Rosalind O'Neal, who was appointed Board of Trustee's Chairperson in October last year, stated that the NYCDOE evaluation jumped the gun since there were numerous components of the grading system that were not yet in place at PPA. Therefore, the NYCDOE could not accurately and objectively evaluate the school's overall performance.
"The DOE's grading evaluation was done prematurely, O'Neal said. "One of the criteria is a graduating class when evaluating a school. Our inaugural class doesn't even graduate until June of this year. I think that would have helped offer a better quality review of our school."
Therefore, Peninsula feels a retraction is the only solution and says that they are even prepared to take legal action against the city if necessary. However, O'Neal and Peninsula Preparatory think it won't come to that. They feel confident that the NYCDOE will retract their grades when additional evidence and further evaluation of the success they are claiming is presented to them. Much to the benefit of PPA, The NYCDOE has been cited to have changed a school's report card grade in a number of cases since the reports were issued nearly two months ago.
"We have to vigilantly move ahead to get this corrected," O'Neal said. "We are looking for a retraction because this was done too soon and not done properly."
Despite the fact that she is not concerned about the recent negativity in regard to their future successes, they are still up for renewal of their current charter, which determines if they can operate as an educational institution. She is still optimistic, however, that everything will work out because of the number of people supporting their efforts.
"Our supporters and parents are on board," O'Neal said. "They know what we're about here and what we're doing."
"We need people to know that we have a track record of excellence." O'Neal continued. "And the DOE has to know that a good name of a good school has been tarnished and they have to make sure everything is set right."
The schools representatives also claim that the NYCDOE is using a separate formula than that used by the state in assessing a school's performance. The New York State School Report Card does state that Peninsula Preparatory is in overall "Good Standing". Tonyia DosSantos, PPA Parent Teacher Organization President, claims that the DOE only sampled 27 of the more than 200 children that are currently enrolled, something she clearly feels misrepresents the school and its efforts.
"I don't understand this or why they would do this to us when a large percentage of our students are clearly functioning beyond state and city standards," DosSantos said.
Peninsula wants to know how the NYCDOE can possibly come up with a different outcome than that of the state DOE, for the same school. If a retraction is to happen however, their demand will have to be met by The DOE Accountability Department next week in an effort that would save the school founded by State Minority Senate Leader, Malcolm Smith from their "tarnished" reputation as a failed school.
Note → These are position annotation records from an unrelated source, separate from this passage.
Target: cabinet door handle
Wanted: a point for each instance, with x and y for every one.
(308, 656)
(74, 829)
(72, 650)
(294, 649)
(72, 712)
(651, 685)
The timing for Peninsula Preparatory is arguably bad. They find themselves on the defensive right now because they feel an inaccurate and improper focus is being put on their institution at a time when growth and development for PPA was supposed to reign supreme. The school is slated to move into a temporary space at Arverne By The Sea, while awaiting a new facility that they hope will serve as the educational cornerstone for the newly developed community. Although unofficial, it has been rumored that PPA may have the inside track on landing Benjamin/Beechwood, LLC's bid for the new school.
Peninsula Preparatory will move into their temporary module by the start of the next school year. Despite the negative spotlight put on their school recently, they say that the developers, Benjamin/Beechwood, LLC, and the parents of the school are excited about the move. PPA is applying for a revision in their charter to eventually include grades K-12 as well as after school programs.